Page 6 of 9
6. THE GOVERNMENT ASKS STAN LEE TO PUBLISH AN ANTI-DRUG STORY
Though President Nixon wouldn't use the term “War on Drugs” until a year later, in 1970 the Department of Health, Education and Welfare went to Stan Lee and asked, “Could you publish an anti-drug story in one of your best selling comics?” to which Stan said, yes. The chosen title was "The Amazing Spider-Man" and the character to whom a drug addiction was given was Harry Osborn.
You might have heard of this thing before called "The Comics Code Authority" which essentially was a stamp of approval for comics that verified they contained nothing unsavory or offensive. The rules of 'the code' however barred the use of drugs on the page, but Stan didn't care and they published the story anyway.
This might not seem that weird to you, but think about it in the context of the modern day. Can you imagine the government going to Axel Alonso or Dan DiDio and saying, “Hey, we want to get the message out there that drugs aren't cool.

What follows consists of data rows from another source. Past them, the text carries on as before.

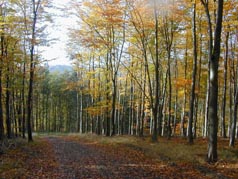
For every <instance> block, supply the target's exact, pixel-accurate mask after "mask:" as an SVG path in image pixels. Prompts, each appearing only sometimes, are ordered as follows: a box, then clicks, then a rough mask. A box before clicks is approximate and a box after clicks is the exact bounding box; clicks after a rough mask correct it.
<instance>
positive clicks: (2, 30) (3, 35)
mask: <svg viewBox="0 0 238 179" xmlns="http://www.w3.org/2000/svg"><path fill="white" fill-rule="evenodd" d="M0 8H1V9H0V13H1V17H3V7H0ZM1 30H2V31H3V32H4V23H2V25H1ZM3 58H4V33H1V57H0V140H2V139H3V137H4V125H3V123H4V122H3V104H2V103H3V97H2V93H3V89H2V88H3V84H2V75H3V73H2V70H3Z"/></svg>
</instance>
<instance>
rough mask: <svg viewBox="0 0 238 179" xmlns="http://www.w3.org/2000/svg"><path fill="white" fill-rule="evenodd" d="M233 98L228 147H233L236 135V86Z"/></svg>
mask: <svg viewBox="0 0 238 179" xmlns="http://www.w3.org/2000/svg"><path fill="white" fill-rule="evenodd" d="M235 91H236V92H235V99H234V111H233V113H234V114H233V121H232V124H231V131H230V142H229V146H230V147H235V136H236V123H237V109H238V87H236V89H235Z"/></svg>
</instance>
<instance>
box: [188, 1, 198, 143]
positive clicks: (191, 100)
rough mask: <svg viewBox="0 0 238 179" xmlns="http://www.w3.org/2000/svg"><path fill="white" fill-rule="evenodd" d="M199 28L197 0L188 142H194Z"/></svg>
mask: <svg viewBox="0 0 238 179" xmlns="http://www.w3.org/2000/svg"><path fill="white" fill-rule="evenodd" d="M196 33H197V28H196V0H195V2H194V4H193V74H192V89H191V97H190V107H189V108H190V113H189V123H188V143H189V144H192V143H193V117H194V101H195V87H196V75H197V35H196Z"/></svg>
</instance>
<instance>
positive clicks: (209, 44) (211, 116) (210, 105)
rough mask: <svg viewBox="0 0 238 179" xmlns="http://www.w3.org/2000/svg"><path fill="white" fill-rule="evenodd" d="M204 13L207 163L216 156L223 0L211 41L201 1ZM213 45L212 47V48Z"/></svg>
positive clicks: (202, 1) (211, 25)
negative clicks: (205, 23) (205, 71)
mask: <svg viewBox="0 0 238 179" xmlns="http://www.w3.org/2000/svg"><path fill="white" fill-rule="evenodd" d="M201 1H202V3H203V5H204V7H205V11H206V15H207V20H208V26H209V37H210V41H209V61H210V69H209V70H210V71H209V72H210V88H209V95H210V99H209V112H208V120H209V131H208V132H209V133H208V154H207V160H208V162H216V161H217V159H218V156H217V132H218V116H217V105H218V66H219V57H220V46H221V44H220V43H221V30H222V14H223V0H218V1H217V16H216V26H215V34H214V41H213V33H212V23H211V19H210V14H209V6H208V2H204V1H203V0H201ZM213 43H214V47H213Z"/></svg>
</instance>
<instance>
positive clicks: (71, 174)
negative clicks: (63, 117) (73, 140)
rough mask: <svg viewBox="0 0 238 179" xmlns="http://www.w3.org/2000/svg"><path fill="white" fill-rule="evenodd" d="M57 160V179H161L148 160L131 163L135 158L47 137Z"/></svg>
mask: <svg viewBox="0 0 238 179" xmlns="http://www.w3.org/2000/svg"><path fill="white" fill-rule="evenodd" d="M47 140H48V141H49V143H51V144H52V146H53V148H54V151H55V154H56V159H57V161H58V163H59V164H60V166H59V170H58V177H59V178H67V179H80V178H83V179H85V178H93V179H96V178H105V179H106V178H107V179H118V178H124V179H131V178H133V179H141V178H147V179H150V178H164V177H162V176H159V174H158V172H156V171H158V169H156V165H153V164H152V163H149V162H148V161H146V160H145V161H140V160H139V161H134V160H132V159H134V158H135V156H130V155H131V154H130V153H128V154H123V153H121V152H117V150H116V148H114V151H112V152H108V151H106V150H105V148H101V147H100V146H98V145H96V144H95V143H86V142H80V141H72V140H66V139H64V138H62V137H48V138H47Z"/></svg>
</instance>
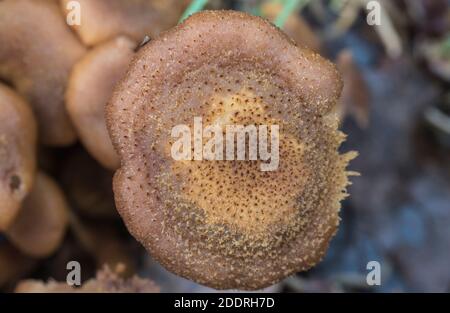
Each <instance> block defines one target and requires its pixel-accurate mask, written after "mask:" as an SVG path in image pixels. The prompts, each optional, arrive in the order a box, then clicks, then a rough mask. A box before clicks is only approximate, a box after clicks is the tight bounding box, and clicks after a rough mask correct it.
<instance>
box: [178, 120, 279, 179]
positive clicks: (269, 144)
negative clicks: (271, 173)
mask: <svg viewBox="0 0 450 313" xmlns="http://www.w3.org/2000/svg"><path fill="white" fill-rule="evenodd" d="M224 135H225V138H224ZM171 136H172V138H176V139H177V140H176V141H175V142H174V143H173V144H172V148H171V154H172V157H173V158H174V159H175V160H177V161H191V160H194V161H202V160H208V161H213V160H215V161H220V160H226V161H235V160H237V161H246V160H247V161H256V160H260V161H262V162H261V164H260V169H261V171H263V172H267V171H275V170H277V169H278V165H279V149H280V135H279V126H278V125H270V126H269V125H258V126H257V125H246V126H244V125H225V126H222V125H218V124H214V125H207V126H206V127H205V128H203V120H202V118H201V117H195V118H194V129H193V134H192V132H191V128H190V127H189V126H188V125H185V124H182V125H177V126H175V127H173V128H172V132H171ZM269 137H270V138H269ZM205 138H206V140H207V141H206V143H205V144H203V141H204V139H205ZM269 141H270V144H269ZM247 147H248V149H247Z"/></svg>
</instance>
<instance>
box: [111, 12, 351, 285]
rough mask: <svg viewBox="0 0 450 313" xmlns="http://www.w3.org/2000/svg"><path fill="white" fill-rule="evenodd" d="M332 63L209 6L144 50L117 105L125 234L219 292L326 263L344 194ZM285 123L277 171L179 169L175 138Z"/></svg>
mask: <svg viewBox="0 0 450 313" xmlns="http://www.w3.org/2000/svg"><path fill="white" fill-rule="evenodd" d="M341 90H342V82H341V78H340V75H339V73H338V72H337V70H336V69H335V67H334V66H333V65H332V64H331V63H330V62H328V61H326V60H324V59H323V58H322V57H320V56H319V55H317V54H315V53H313V52H311V51H310V50H306V49H303V48H300V47H298V46H296V45H295V44H294V42H293V41H292V40H290V39H289V38H288V37H287V36H286V35H285V34H284V33H282V32H281V31H280V30H279V29H277V28H276V27H275V26H273V25H272V24H270V23H269V22H267V21H265V20H263V19H261V18H259V17H252V16H249V15H247V14H245V13H239V12H233V11H204V12H201V13H197V14H195V15H193V16H191V17H190V18H189V19H187V20H186V21H185V22H184V23H182V24H180V25H179V26H177V27H175V28H174V29H172V30H170V31H168V32H165V33H163V34H162V35H161V36H160V37H159V38H156V39H155V40H153V41H151V42H150V43H148V44H147V45H146V46H144V47H143V48H142V49H141V50H140V51H139V52H138V54H137V56H136V57H135V59H134V60H133V62H132V65H131V68H130V69H129V71H128V72H127V75H126V77H125V79H124V80H122V82H121V83H120V84H119V85H118V86H117V88H116V90H115V92H114V95H113V98H112V100H111V101H110V102H109V104H108V105H107V124H108V129H109V131H110V134H111V136H112V141H113V144H114V145H115V148H116V150H117V151H118V152H119V156H120V158H121V168H120V169H119V170H118V171H117V172H116V174H115V177H114V192H115V198H116V205H117V207H118V211H119V213H120V214H121V216H122V217H123V219H124V221H125V223H126V225H127V227H128V229H129V231H130V232H131V233H132V235H133V236H134V237H136V238H137V239H138V240H139V241H140V242H141V243H142V244H143V245H144V246H145V248H146V249H147V250H148V251H149V252H150V253H151V255H152V256H153V257H154V258H155V259H156V260H158V261H159V262H160V263H161V264H162V265H163V266H165V267H166V268H167V269H168V270H170V271H172V272H174V273H176V274H178V275H181V276H183V277H186V278H189V279H192V280H194V281H196V282H198V283H201V284H205V285H208V286H210V287H214V288H217V289H228V288H238V289H247V290H251V289H259V288H263V287H266V286H269V285H271V284H274V283H276V282H278V281H280V280H281V279H283V278H285V277H287V276H289V275H291V274H293V273H295V272H298V271H303V270H307V269H309V268H311V267H312V266H314V265H315V264H316V263H317V262H319V261H320V259H321V258H322V257H323V255H324V253H325V251H326V250H327V246H328V243H329V241H330V239H331V237H332V236H333V235H334V234H335V232H336V230H337V227H338V224H339V209H340V201H341V200H342V199H343V198H344V197H345V196H346V192H345V188H346V186H347V185H348V174H349V173H348V172H346V170H345V168H346V166H347V164H348V162H349V160H351V159H352V158H353V157H354V156H355V153H347V154H344V155H341V154H339V152H338V147H339V146H340V144H341V143H342V141H343V140H344V137H345V136H344V134H342V133H341V132H339V131H338V129H337V127H338V120H337V118H336V116H335V115H333V114H330V112H331V109H332V108H333V107H334V106H335V104H336V102H337V101H338V98H339V95H340V93H341ZM195 117H202V118H203V121H204V123H205V125H206V124H210V125H212V124H214V125H219V127H222V128H221V129H223V127H225V126H227V125H244V126H246V125H263V124H266V125H278V126H279V129H280V134H279V137H280V143H279V167H278V170H276V171H265V172H264V171H261V170H260V166H259V165H260V164H261V161H260V160H256V161H250V160H248V159H246V160H244V161H238V160H235V161H226V160H223V161H176V160H174V158H173V157H172V155H171V146H172V143H173V142H174V138H172V137H171V130H172V129H173V127H175V126H177V125H189V126H191V127H192V121H193V120H194V119H195Z"/></svg>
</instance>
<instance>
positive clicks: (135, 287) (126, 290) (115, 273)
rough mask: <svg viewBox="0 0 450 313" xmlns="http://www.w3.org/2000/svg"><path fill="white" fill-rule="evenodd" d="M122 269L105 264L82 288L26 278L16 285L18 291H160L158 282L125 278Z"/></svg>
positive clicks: (138, 278)
mask: <svg viewBox="0 0 450 313" xmlns="http://www.w3.org/2000/svg"><path fill="white" fill-rule="evenodd" d="M120 274H121V273H120V269H116V270H115V271H112V270H111V269H110V268H109V267H108V266H105V267H104V268H103V269H102V270H101V271H98V272H97V276H96V278H93V279H90V280H88V281H87V282H85V283H84V284H83V286H81V287H80V288H75V287H71V286H69V285H68V284H67V283H58V282H55V281H49V282H47V283H44V282H42V281H37V280H24V281H21V282H19V284H18V285H17V286H16V290H15V292H17V293H58V292H63V293H67V292H82V293H104V292H107V293H111V292H113V293H155V292H159V288H158V286H156V284H155V283H154V282H153V281H151V280H149V279H145V278H140V277H138V276H134V277H132V278H129V279H124V278H122V277H121V276H120Z"/></svg>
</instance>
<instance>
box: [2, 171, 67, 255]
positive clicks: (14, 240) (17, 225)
mask: <svg viewBox="0 0 450 313" xmlns="http://www.w3.org/2000/svg"><path fill="white" fill-rule="evenodd" d="M67 213H68V206H67V203H66V200H65V198H64V195H63V193H62V191H61V189H60V188H59V187H58V185H57V184H56V183H55V182H54V181H53V180H52V179H51V178H50V177H48V176H47V175H45V174H43V173H38V174H37V176H36V182H35V184H34V187H33V190H32V191H31V193H30V195H29V196H28V197H27V198H26V199H25V201H24V202H23V205H22V209H21V210H20V212H19V214H18V216H17V218H16V219H15V221H14V223H13V224H12V225H11V226H10V227H9V229H8V230H7V231H6V236H7V237H8V239H9V240H10V241H11V242H12V243H13V244H14V246H15V247H17V248H18V249H19V250H20V251H22V252H23V253H24V254H26V255H29V256H33V257H46V256H49V255H51V254H52V253H53V252H54V251H55V250H56V249H57V248H58V247H59V245H60V244H61V242H62V240H63V237H64V234H65V231H66V228H67V221H68V218H67Z"/></svg>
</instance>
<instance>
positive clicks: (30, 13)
mask: <svg viewBox="0 0 450 313" xmlns="http://www.w3.org/2000/svg"><path fill="white" fill-rule="evenodd" d="M0 42H1V43H2V44H1V45H0V77H1V78H3V79H5V80H6V81H9V82H11V83H12V84H13V85H14V87H15V88H16V89H17V90H18V91H19V93H20V94H22V95H23V96H24V97H25V98H26V99H27V100H28V101H29V102H30V104H31V106H32V108H33V110H34V112H35V114H36V118H37V121H38V126H39V136H40V139H41V141H42V142H43V143H44V144H48V145H54V146H60V145H68V144H71V143H73V142H74V141H75V139H76V135H75V131H74V129H73V126H72V124H71V122H70V120H69V117H68V115H67V112H66V109H65V104H64V92H65V87H66V83H67V79H68V76H69V71H70V69H71V67H72V65H73V64H74V63H75V62H76V61H77V60H78V59H79V58H80V57H81V56H82V55H83V54H84V52H85V49H84V47H83V46H82V45H81V43H80V42H78V40H77V38H76V37H75V35H74V34H73V33H72V32H71V31H70V28H69V27H68V26H67V24H66V23H65V20H64V17H63V16H62V13H61V11H60V9H59V7H58V5H57V4H56V3H55V2H54V1H48V0H40V1H33V0H4V1H0Z"/></svg>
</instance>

Think you can put it in one of your best selling comics?” and their publishing company saying, “Absolutely!” then putting it in the best selling title? It seems totally ludicrous now, but the even weirder part of the whole story is that in the final issue of the story arc, Spider-Man defeats the returned Green Goblin by showing him his son's body while he's in the middle of over dosing on drugs.